Die Arbeit als Musikproduzent ist anspruchsvoll und abwechslungsreich und stellt stets eine Herausforderung dar. Ich genieße das inspirierende, produktive Miteinander mit anderen Musikern, Regisseuren, Game-Designern, Redakteuren, Videokünstlern und Schauspielern und das offene, kreative Arbeitsumfeld im Tonstudio. Musikproduzenten sind oft künstlerische und technische Leiter gleichzeitig. Es ist daher unabdinglich, stets aktuelle Entwicklungen in der Musikszene zu verfolgen, aber auch die neuesten Studiogeräte, Software-Sequencer, Betriebssysteme und Plugins zu kennen. Für einen Musikproduzenten ist heutzutage der Umgang mit Synthesizern und Computern so selbstverständlich wie das Schreiben von Arrangements für Orchester oder das Analysieren einer Hollywood-Filmmusik. Genau diese Mischung ist, was ich an diesem Beruf liebe, und was ich gerne an die Studierenden weitergeben möchte.

Sie betreuen mit der „Soundtrack Collaboration“ ein Kooperationsprojekt zwischen der Musikhochschule Trossingen und der Nanyang-Universität Singapur – ein Paradebeispiel für Kunstproduktion im digitalen Zeitalter?
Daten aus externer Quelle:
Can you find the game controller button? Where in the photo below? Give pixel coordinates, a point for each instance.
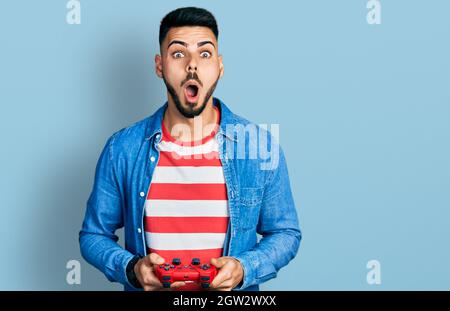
(176, 261)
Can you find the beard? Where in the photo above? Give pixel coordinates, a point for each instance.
(191, 110)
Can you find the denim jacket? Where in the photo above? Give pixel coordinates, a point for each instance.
(259, 198)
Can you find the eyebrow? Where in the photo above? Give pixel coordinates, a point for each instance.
(199, 44)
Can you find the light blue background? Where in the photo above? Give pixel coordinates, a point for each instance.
(363, 113)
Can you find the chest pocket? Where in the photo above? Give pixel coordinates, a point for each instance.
(250, 200)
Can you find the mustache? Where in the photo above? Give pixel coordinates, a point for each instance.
(191, 76)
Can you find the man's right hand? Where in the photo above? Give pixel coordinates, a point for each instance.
(145, 273)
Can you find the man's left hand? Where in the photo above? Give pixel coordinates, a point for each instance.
(230, 273)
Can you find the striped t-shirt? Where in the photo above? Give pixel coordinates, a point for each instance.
(186, 209)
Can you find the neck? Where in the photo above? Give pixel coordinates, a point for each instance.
(190, 129)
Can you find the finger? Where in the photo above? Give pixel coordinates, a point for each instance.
(226, 285)
(218, 262)
(149, 277)
(155, 259)
(223, 275)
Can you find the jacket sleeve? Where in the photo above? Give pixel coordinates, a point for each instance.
(279, 227)
(104, 215)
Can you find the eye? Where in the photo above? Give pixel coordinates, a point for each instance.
(205, 54)
(178, 54)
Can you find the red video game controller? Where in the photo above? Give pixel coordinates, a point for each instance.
(203, 274)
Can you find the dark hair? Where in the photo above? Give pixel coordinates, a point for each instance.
(188, 16)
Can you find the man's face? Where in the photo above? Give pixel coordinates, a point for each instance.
(190, 66)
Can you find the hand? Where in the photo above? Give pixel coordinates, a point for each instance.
(230, 273)
(145, 273)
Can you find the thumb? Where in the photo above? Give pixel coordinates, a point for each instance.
(218, 262)
(156, 259)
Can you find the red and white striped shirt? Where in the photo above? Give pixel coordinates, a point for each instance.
(186, 209)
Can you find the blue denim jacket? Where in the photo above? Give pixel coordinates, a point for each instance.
(259, 199)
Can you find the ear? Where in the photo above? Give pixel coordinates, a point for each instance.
(158, 65)
(221, 69)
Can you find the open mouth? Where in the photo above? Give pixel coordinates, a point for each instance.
(191, 93)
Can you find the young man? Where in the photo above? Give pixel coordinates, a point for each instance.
(185, 182)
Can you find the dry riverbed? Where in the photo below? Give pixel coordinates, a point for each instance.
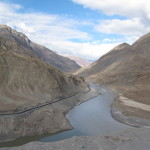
(48, 119)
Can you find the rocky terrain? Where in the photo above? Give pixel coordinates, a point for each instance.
(80, 61)
(126, 70)
(19, 40)
(129, 139)
(28, 82)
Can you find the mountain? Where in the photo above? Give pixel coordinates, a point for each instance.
(126, 70)
(31, 90)
(80, 61)
(25, 79)
(32, 49)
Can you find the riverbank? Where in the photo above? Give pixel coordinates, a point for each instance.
(128, 139)
(47, 119)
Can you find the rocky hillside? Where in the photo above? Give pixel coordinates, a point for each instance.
(126, 69)
(32, 49)
(80, 61)
(28, 83)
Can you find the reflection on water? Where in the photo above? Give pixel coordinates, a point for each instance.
(89, 118)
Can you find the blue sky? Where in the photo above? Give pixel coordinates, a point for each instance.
(86, 28)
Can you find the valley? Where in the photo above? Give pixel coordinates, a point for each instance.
(40, 96)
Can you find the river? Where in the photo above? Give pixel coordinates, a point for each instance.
(91, 118)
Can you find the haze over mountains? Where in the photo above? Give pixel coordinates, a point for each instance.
(32, 49)
(80, 61)
(125, 69)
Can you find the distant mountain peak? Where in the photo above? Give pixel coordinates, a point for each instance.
(14, 33)
(121, 46)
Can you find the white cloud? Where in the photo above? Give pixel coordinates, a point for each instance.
(87, 50)
(52, 31)
(137, 13)
(128, 8)
(127, 27)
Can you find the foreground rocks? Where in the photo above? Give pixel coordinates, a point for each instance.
(130, 139)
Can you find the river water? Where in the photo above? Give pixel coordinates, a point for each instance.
(91, 118)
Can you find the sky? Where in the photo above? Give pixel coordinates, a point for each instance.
(85, 28)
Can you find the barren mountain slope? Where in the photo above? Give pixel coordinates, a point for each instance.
(125, 69)
(80, 61)
(37, 51)
(27, 83)
(24, 80)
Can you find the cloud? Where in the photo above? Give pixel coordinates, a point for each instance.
(127, 27)
(128, 8)
(137, 13)
(53, 31)
(87, 50)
Absolut! Vor der Erfindung des Internets wäre diese Art der Zusammenarbeit kaum möglich gewesen. Die Kollaboration ist für Studierende sowohl in Singapur als auch in Trossingen eine wichtige und bereichernde Erfahrung, und ich bin froh, das Projekt gemeinsam mit Prof. Florian Käppler und Prof. Hannes Rall von der Nanyang Technological University Singapur zu betreuen. Die zu vertonenden animierten Kurzfilme, die uns aus Singapur erreichen, sind in den meisten Fällen ohne Dialog angelegt, so dass die gesamte Ton-Ebene, von der Filmmusik bis zum Sound-Design in Trossingen komponiert und produziert wird. Via E-Mail, Video-Telefonie und digitalem Datenaustausch tasten sich die europäischen Komponisten mit den asiatischen Filmemachern über Monate an eine gemeinsame künstlerische Sprache heran und überwinden dabei so manche technische und kulturelle Barriere.